Sunday, February 28, 2016

Update

1. Embrace your physical appearance.

I was going to say, yes, I have embraced my appearance.  Then I realized I was fat and had weird hair and had acne and funky glasses.  But most of the time, I embrace my appearance, so I've been accepting myself for who I am.   A nice place to be. 


2. Take control of your health. 

Today I didn't have coffee, if you could call 6pm to 12pm a day.  I actually made coffee.  and then didn't drink it.  I thought about my dog and how much I loved her and how cute she was being and I was inspired to make a change.  So yay!  Gave up coffee for a day! 

My sleep schedule is a mess though.  I'm thinking about going to my room and sleeping, now at 2:20 pm, so I can get up later in the morning.  Maybe my sleeping in is a rebellion of sorts.  I can't control it one way, I control it another way.  Sleep in extra.  It really makes me furious.   Why isn't my schedule normal like everyone else's.   I get all wired and can't sleep, or sleep like a ginormous Koala, the sleepiest animal in the animal kingdom. 


My ideal schedule would be from 10pm to 7am.   That's exactly 10 hours, so koala girl can get her sleep on, regardless of the 8 hour rule.  

Going to sleep now, even though, I've just slept like an entire day. 


Day 3.  I look in the mirror this afternoon and I see ugliness.  I slept til 1, didn't get up to cancel my appointment which my mom couldn't make, and just lay there thirty minutes before I got up because everything was too....intense.   I just couldn't deal.  Life was too huge.  And I looked in the mirror and saw ugliness. 
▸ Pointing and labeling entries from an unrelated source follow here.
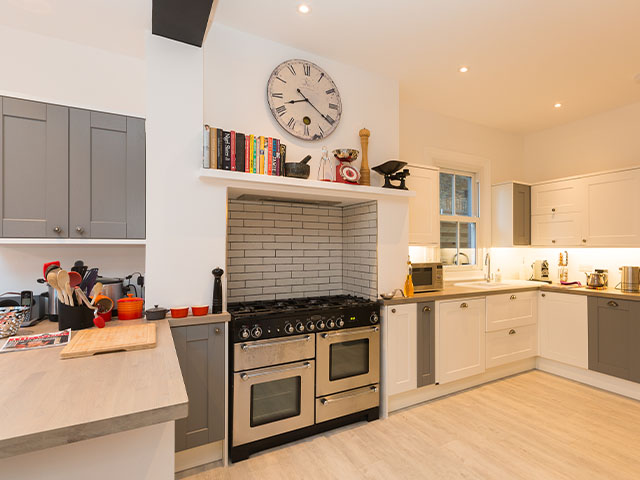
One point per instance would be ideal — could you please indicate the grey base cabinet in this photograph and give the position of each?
(614, 336)
(201, 353)
(426, 337)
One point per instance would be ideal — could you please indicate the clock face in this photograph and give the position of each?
(304, 100)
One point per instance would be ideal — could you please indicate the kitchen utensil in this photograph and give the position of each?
(216, 304)
(200, 310)
(156, 313)
(630, 279)
(112, 339)
(365, 174)
(298, 170)
(130, 307)
(390, 171)
(10, 320)
(596, 280)
(179, 312)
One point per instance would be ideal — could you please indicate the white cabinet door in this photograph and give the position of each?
(564, 328)
(558, 229)
(610, 202)
(460, 339)
(424, 220)
(401, 354)
(565, 196)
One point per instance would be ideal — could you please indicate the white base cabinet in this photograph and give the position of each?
(564, 328)
(460, 339)
(400, 322)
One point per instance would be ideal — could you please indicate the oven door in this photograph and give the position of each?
(347, 359)
(274, 400)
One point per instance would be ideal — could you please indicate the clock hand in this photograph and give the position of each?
(314, 107)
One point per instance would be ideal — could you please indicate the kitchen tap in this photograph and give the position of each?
(487, 262)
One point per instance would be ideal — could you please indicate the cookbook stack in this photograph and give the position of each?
(231, 150)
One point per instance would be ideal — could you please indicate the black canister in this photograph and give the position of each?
(216, 305)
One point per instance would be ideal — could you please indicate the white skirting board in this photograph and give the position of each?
(413, 397)
(589, 377)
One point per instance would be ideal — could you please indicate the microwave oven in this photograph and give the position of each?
(427, 277)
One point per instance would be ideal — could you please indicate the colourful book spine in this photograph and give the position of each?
(247, 163)
(233, 150)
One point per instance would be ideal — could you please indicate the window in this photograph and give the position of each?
(458, 218)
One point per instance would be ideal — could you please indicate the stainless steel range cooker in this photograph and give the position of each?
(299, 367)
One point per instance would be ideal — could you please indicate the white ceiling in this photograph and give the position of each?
(523, 55)
(114, 25)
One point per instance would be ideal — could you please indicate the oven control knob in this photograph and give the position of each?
(256, 332)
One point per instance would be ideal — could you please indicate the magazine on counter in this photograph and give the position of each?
(41, 340)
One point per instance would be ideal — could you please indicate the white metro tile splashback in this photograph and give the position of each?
(516, 262)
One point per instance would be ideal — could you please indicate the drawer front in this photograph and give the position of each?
(511, 310)
(510, 345)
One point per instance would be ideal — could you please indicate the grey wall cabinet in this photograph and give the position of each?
(614, 336)
(34, 175)
(201, 353)
(68, 172)
(426, 334)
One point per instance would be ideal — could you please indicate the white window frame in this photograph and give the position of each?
(451, 162)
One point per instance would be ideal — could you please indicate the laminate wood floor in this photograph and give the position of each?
(530, 426)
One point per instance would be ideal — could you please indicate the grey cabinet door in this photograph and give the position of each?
(521, 214)
(613, 326)
(34, 144)
(107, 175)
(201, 353)
(426, 344)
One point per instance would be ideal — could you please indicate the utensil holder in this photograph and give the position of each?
(75, 318)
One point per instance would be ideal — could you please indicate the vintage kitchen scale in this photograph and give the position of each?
(345, 172)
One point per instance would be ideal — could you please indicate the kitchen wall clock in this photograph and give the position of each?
(304, 99)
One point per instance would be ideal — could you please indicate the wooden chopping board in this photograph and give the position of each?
(111, 339)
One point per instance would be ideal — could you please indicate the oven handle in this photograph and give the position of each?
(247, 346)
(247, 376)
(326, 401)
(340, 334)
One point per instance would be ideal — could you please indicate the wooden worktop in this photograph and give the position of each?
(455, 291)
(47, 401)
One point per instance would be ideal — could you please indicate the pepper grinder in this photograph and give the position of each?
(216, 305)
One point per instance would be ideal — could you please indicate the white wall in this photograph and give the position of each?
(52, 70)
(236, 69)
(604, 141)
(422, 131)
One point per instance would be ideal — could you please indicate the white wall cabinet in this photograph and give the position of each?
(564, 328)
(460, 334)
(424, 220)
(400, 322)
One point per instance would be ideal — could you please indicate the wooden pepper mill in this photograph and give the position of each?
(365, 174)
The truth is, I don't know if I should be doing this blog, because I feel like life doesn't need a narrator and sometimes narration itself hinders the story unfolding.  But it does keep me on track and focused.   So if I suddenly disappear, that's what happened to me. Life got in the way. 

Some people say ugliness is not accepting yourself.  I think this must be true.  This morning I couldn't accept that I was not able to get up earlier and judged myself on this.  I was judging everything!  I even half-sleepily judged my mom for not being able to get off work earlier to drop me off at my hair appointment, but still had time to mow the grass.  Maybe Ugliness is just judging, itself. 

I couldn't hug my ugliness today, but I will give it some thought on Ninja and my walk.  Do I judge?  Am I judging?  What is it to forgive? 

As for taking charge of my health, I didn't drink coffee yesterday, or today.  Yes!  It's great to feel like you are taking the right steps.  I brushed my teeth last night.  I think I remember not washing my face, although I can't remember why. 

Find a personal mantra.  I have one.  And I've been using it.  Things are good. 

Get a hobby.   I believe mine is beading/jewelry making at least for now.  I've been spending my time trying to find these Scoubidou, or hollow plastic lacing. I got one package that was not hollow and have ordered to others that look promising to make a button ring.  Ordered some huge wooden buttons that I can paint and have big holes.  We will see if they work with the Scoubidou. 

Figure out how to destress Guided imagery.  I will try that.  I think it's like books on tape or something.